Australia nos presenta a Xenobiotic
La banda nos está presntando Dante, su nuevo trabajo
No has vivido hasta que escuchas a un australiano recitar a Dante. Antaño un ritual de nicho, disponible solo para los geográficamente privilegiados, la banda australiana de progresivo-death, Xenobiotic, usa su tercer LP, acertadamente titulado, para democratizar el acceso a este fenómeno sonoro, y a otros fenómenos sonoros adicionales, familiares para quienes conocen su aclamado segundo trabajo, Mordrake. Los aventureros trabajos de la banda encajan a la perfección con la literatura épica y, en cuanto a la temática, recuerda que este es un disco de death metal. Pero también recuerda, si quieres, tu momento favorito de Mordrake. Lo necesitaremos más adelante.

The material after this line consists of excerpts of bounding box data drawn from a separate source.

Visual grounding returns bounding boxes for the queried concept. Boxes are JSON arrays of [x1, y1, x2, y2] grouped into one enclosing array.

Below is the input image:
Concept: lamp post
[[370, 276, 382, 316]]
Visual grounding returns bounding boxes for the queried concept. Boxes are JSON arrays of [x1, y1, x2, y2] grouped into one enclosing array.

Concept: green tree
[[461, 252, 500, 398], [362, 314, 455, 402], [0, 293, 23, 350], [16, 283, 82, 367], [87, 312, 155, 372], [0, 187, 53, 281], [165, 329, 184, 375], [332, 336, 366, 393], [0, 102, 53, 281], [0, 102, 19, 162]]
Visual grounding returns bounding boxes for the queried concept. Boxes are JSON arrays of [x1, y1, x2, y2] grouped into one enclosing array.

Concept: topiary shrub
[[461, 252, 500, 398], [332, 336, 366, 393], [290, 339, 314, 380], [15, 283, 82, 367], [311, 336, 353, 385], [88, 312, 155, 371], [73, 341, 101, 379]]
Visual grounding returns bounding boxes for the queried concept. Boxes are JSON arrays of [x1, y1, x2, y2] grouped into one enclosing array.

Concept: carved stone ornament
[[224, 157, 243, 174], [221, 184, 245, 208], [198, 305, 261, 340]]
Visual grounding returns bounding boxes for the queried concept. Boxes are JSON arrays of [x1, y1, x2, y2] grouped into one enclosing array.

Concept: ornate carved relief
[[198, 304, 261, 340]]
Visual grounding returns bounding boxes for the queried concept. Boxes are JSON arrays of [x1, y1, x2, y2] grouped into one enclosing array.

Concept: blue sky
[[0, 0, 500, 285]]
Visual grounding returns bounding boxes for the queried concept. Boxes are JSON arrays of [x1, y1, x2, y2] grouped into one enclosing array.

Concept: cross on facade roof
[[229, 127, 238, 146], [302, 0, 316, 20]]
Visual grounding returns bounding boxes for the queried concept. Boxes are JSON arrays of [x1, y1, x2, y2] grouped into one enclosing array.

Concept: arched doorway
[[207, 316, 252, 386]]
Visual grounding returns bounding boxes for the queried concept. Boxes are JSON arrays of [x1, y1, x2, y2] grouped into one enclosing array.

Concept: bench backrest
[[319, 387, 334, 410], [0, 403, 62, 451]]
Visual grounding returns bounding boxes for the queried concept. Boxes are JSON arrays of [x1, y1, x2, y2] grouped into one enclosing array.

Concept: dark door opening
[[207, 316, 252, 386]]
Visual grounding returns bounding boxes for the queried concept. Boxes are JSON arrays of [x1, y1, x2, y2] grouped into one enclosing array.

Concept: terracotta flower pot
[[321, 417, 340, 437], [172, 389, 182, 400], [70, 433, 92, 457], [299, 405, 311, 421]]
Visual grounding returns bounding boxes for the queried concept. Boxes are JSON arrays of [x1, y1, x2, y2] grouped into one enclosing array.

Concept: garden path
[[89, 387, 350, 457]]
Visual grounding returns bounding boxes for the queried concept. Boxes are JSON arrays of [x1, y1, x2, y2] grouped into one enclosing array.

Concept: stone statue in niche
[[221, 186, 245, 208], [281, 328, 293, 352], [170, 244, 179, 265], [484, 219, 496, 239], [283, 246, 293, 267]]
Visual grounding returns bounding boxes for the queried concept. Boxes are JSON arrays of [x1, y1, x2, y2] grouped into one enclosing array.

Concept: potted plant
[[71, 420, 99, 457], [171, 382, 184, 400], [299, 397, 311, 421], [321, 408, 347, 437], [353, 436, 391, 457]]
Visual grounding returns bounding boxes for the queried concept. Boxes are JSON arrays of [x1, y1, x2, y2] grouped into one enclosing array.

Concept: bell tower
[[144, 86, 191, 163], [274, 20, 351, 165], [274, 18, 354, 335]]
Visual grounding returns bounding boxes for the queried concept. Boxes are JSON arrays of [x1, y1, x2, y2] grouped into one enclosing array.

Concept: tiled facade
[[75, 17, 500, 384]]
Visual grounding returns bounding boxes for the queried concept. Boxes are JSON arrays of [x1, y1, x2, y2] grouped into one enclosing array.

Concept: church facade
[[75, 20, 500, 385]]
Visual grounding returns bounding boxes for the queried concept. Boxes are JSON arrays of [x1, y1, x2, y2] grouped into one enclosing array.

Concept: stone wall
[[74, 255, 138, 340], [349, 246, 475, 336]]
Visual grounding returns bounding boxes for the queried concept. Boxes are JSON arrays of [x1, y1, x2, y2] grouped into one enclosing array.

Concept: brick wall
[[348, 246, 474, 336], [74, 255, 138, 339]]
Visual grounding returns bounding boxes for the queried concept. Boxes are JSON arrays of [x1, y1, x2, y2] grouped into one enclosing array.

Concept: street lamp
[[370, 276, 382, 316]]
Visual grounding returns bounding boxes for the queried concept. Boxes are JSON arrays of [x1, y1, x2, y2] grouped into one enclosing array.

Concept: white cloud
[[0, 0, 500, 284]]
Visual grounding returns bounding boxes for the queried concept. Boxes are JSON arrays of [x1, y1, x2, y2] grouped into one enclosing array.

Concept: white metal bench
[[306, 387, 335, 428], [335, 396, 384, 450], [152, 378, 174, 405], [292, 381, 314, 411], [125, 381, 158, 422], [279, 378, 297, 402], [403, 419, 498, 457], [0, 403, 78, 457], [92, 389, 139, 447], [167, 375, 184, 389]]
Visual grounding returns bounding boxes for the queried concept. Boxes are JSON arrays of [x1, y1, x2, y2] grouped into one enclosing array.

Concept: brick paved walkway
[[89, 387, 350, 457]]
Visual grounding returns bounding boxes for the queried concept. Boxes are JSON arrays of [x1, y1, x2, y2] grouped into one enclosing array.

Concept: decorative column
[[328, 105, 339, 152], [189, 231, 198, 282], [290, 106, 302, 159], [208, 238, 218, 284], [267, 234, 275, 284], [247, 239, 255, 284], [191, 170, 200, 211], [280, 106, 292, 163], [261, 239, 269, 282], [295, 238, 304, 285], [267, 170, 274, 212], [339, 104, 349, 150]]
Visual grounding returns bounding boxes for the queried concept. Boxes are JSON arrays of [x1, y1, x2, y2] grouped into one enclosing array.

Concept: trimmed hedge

Como era de esperar, Dante es pura dramatismo. El vocalista TJ Sinclair inicia el disco con la narración de Inferno, y a partir de ahí dirige en gran medida el espectáculo, ya sea con rugidos enérgicos o mordaces burlas. El repertorio del guitarrista Nish Raghavan, compuesto por arpegios prolongados, chugs con palm-mute y grooves hammer-on, suele quedar relegado a un segundo plano ante lo que Sinclair hace, pero cobra fuerza cuando se le permite. "The Slave State" destaca a mitad del álbum gracias a su atlética interpolación de Joe Haley y Duplantier, moviéndose a toda velocidad por grooves hammer-on y luego tropezando con la síncopa. El siguiente "Dante II: Pariah" da a la banda la oportunidad de cargar juntos con riffs rápidos y descomunales al estilo Gorod, y le da al nuevo baterista Matt Unkovich una buena oportunidad para alejarse de las explosiones y añadir un toque de estilo, algo que logra con maestría bajo un solo de Raghavan y un estribillo memorable de Sinclair. Siempre que se les presenta la oportunidad de crear un nuevo e importante momento vocal, la banda la aprovecha, pero a pesar de todo su esfuerzo, Dante no termina de dar en el clavo. Para mí, el momento más destacado de Mordrake sería el trémolo confuso de "Light that Burns the Sky". Esa melodía quejumbrosa y sinuosa que termina con una nota tan alarmante e inesperada fue un golpe de brillantez que la banda integró a la perfección en una canción densa con mucho más en juego. Tu momento favorito probablemente tenga características similares: genial solo, brillante con acompañamiento. Al igual que Kardashev, Xenobiotic se basa en gran medida en la atmósfera y el melodrama, impulsando a veces sus discos a través de la orquestación en lugar de la creación de riffs. Mordrake sufrió un poco por esto, pero la masa de ideas novedosas, ejecutadas con abundante energía cinética, se abrió paso entre la pelusa y causó un gran impacto. Dante es ligero y lento, intentando ganar impulso mediante combinaciones de riffs robustos intercambiables, trémolos con contornos de acordes y voces con una producción vocal muy intensa.
La producción maximalista y un master comprimido exacerban estos fallos de composición. Los solos de guitarra agudos se ven amortiguados por bombos reforzados y traqueteos de guitarra. Los rugidos, gritos y narraciones de Sinclair, sujetos a embellecimientos de estudio casi continuos, luchan por espacio con las guitarras cuando se graban en doble o triple pista. No hay mucho del territorio disputado que realmente merezca la pena. Cuando el grupo se calma, como en el tenue solo de guitarra a mitad de "Dante II: Pariah", se dan suficiente espacio para que las interpretaciones realmente importen, pero no parecen tener mucho estilo que aportar. Unkovich se empeña en tocar a todo volumen a cualquier oportunidad y parece oponerse religiosamente a los rellenos, e incluso cuando Raghavan ha escrito algo interesante para sí mismo, es difícil saber de qué se trata.
Celosamente, saqué a Dante del foso de promoción con la esperanza de que Xenobiotic me regalara otro Mordrake. Aunque Dante sigue de cerca ese estilo, es un disco mucho menos sustancial, demasiado centrado en la ejecución de su concepto como para introducir mucho interés musical y demasiado sobreproducido como para dejar que esos fragmentos de música interesante tengan impacto. El fuerte sentido de la melodía de Raghavan me deja algunos solos lentos grabados en la memoria durante un tiempo después del disco, y la narración de Sinclair crea algunos momentos emocionalmente resonantes, especialmente en el clímax del disco. Pero después de tantas escuchas, me pregunto cómo todo este sonido suma tan poco.